Let $X$ be a Banach space and $U,V$ complementary subspaces. Let $A: U \to U, B: V \to V$ be continuous and let $T(x) = (A \oplus B)(u \oplus v)= A(u) \oplus B(v)$.
Does it hold that $\|T\| \le \|A \| + \|B\|$?
Let $X$ be a Banach space and $U,V$ complementary subspaces. Let $A: U \to U, B: V \to V$ be continuous and let $T(x) = (A \oplus B)(u \oplus v)= A(u) \oplus B(v)$.
Does it hold that $\|T\| \le \|A \| + \|B\|$?
Not necessarily. $\lVert T\rVert$ can be bounded by $C(\lVert A\rVert + \lVert B\rVert)$, but the constant cannot always be chosen as $1$, it depends on how $U$ and $V$ lie relative to each other.
We can create a situation where the constant must be large even in $\mathbb{R}^2$ with the Euclidean norm. Let $U = \mathbb{R}\cdot (1,0)$ and $A = \operatorname{id}_U$, and $V = \mathbb{R}\cdot (\cos\varphi,\sin\varphi)$ with $B = -\operatorname{id}_V$ where $0 < \varphi < \pi$. Then
$$\begin{align} (0,1) &= -\cot\varphi\cdot (1,0) + \frac{1}{\sin\varphi}(\cos\varphi,\sin\varphi)\\ &\mapsto -\cot\varphi\cdot (1,0) - \frac{1}{\sin\varphi}(\cos\varphi,\sin\varphi)\\ &= \left(-2\cot\varphi,-1\right) \end{align}$$
and $\lVert T\rVert \geqslant \sqrt{1+4\cot^2\varphi}$ becomes arbitrarily large for $\varphi\to 0$ (or $\varphi\to \pi$).
Yet another proof:
To show that $T$ is continuous if $A,B$ are one can use that a map $T$ is closed if given $x_n \to x \in X$ then $Tx_n \to Tx$.

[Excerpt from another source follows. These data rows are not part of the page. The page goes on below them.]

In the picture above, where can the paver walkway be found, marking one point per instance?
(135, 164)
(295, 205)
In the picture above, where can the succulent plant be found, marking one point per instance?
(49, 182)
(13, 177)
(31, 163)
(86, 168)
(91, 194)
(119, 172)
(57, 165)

Note that since $X = U \oplus V$ we have $x_n = u_n \oplus v_n$. Let $u = \lim u_n$ and $v= \lim v_n$. Since $A,B$ are continuous, $Au_n \to Au$ and $Bv_n \to Bv$ and since $U,V$ are closed it follows that $Au \in U$ and $Bv \in V$. Hence $$ Au_n \oplus Bv_n \to Au \oplus Bv$$ which is the same as $$ T(x_n) \to Tx$$ hence $T$ is continuous.